Ethical shopping might include buying Indonesian Toilet paper thus providing Indonesia with a little hard currency to help improve the lot of the Indonesian poor?

What do you think?

Comments

  1. Well, since you asked :)

    I think the big issue is that the land is sold to foreign owners for far too cheap a price, then the land cleared and the native timbers yielding a huge profit that doesn't cost in the damage to the environment or the proper amount of taxes due to the government to in turn hand back to the people who live there.

    I think it is reminiscent of the land for beads and blankets deals of the past - totally one-sided and unjust.

    This is the effect of a corrupt trickle down process, and it disgusts me.

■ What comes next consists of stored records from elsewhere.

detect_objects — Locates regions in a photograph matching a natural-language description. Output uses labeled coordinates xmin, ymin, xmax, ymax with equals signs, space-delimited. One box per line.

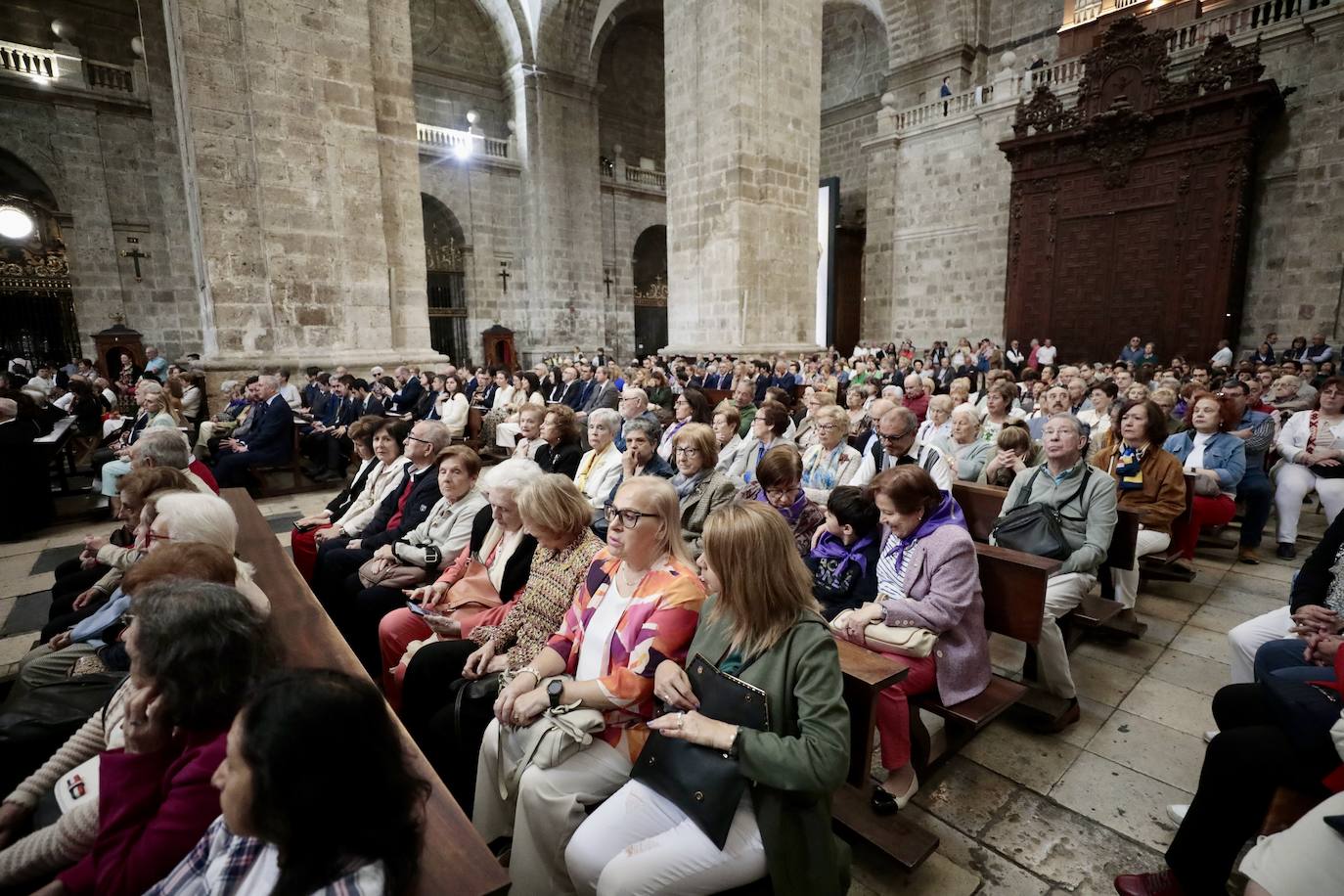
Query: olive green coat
xmin=687 ymin=598 xmax=849 ymax=896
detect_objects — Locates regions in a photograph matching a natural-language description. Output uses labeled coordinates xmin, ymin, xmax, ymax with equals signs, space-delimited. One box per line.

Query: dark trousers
xmin=1236 ymin=472 xmax=1275 ymax=548
xmin=1167 ymin=682 xmax=1339 ymax=896
xmin=402 ymin=641 xmax=495 ymax=816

Multinational corporations have a poor history in these places.

    The ethical shopping plea might be coming at the tail end of a process that is already too late, but it at least seems to be an attempt to say that we have to value people more than the Indonesian Government (their representatives) and the multinationals exploiting the profits (enough to pay the board and management teams ridiculous bonuses something better.

    It's one of the reasons I think people turn to socialism and lefty thinking rather than an ethical right wing response.

    There is no doubt that development and trade can bring the quality of living up for these people, and that is not to be denied to them. It just needs to be done in a sustainable and ecologically sensible way, and the current approach is not just, IMHO.

    They have a share of global oil resources of 0.4 but contributed 16% in the early days. That should have made them all rich, but did not. Now that reserves are in decline and they import more than they export, and are out of OPEC they are turning towards decimating natural resources, and again, the profits of this will not see the common people.

    At least in our society, the benefits of a strong economy are largely felt by all.

    We are not a majority Islamic population though, which has something to do with this too.

    ReplyDelete
  2. Foreign owners like PT Astra Agro Lestari who employ 25,000 people in the Palm Oil business in Indonesia?

    ReplyDelete
  3. Possibly, haven't researched them.

    I was thinking more on the likes of Nike:

    Nike's Cheap Labour

    ReplyDelete
  4. Awesome. And after the inconvenient orang utans have been exterminated and every square foot of Indonesia set generating profits for foreign companies, and there's a new crop of kids sifting through the garbage, what then? Trash the oceans as well?

    A high birth rate in a subsistance economy = starvation, sickness and death for significant numbers of people - orang utans are responsible for it to no extent whatsoever.

    ReplyDelete
  5. Maybe you're a racist Milt

    Perhaps since these are little yellow people their proper place in the scheme of things is a plentiful supply of cheap labour to sweat shops to produce the crap you buy for your kids at the wharehouse and that if they are allowed to develop their own natural resources they might get ideas above their station.

    I wonder why there are no wolves in England?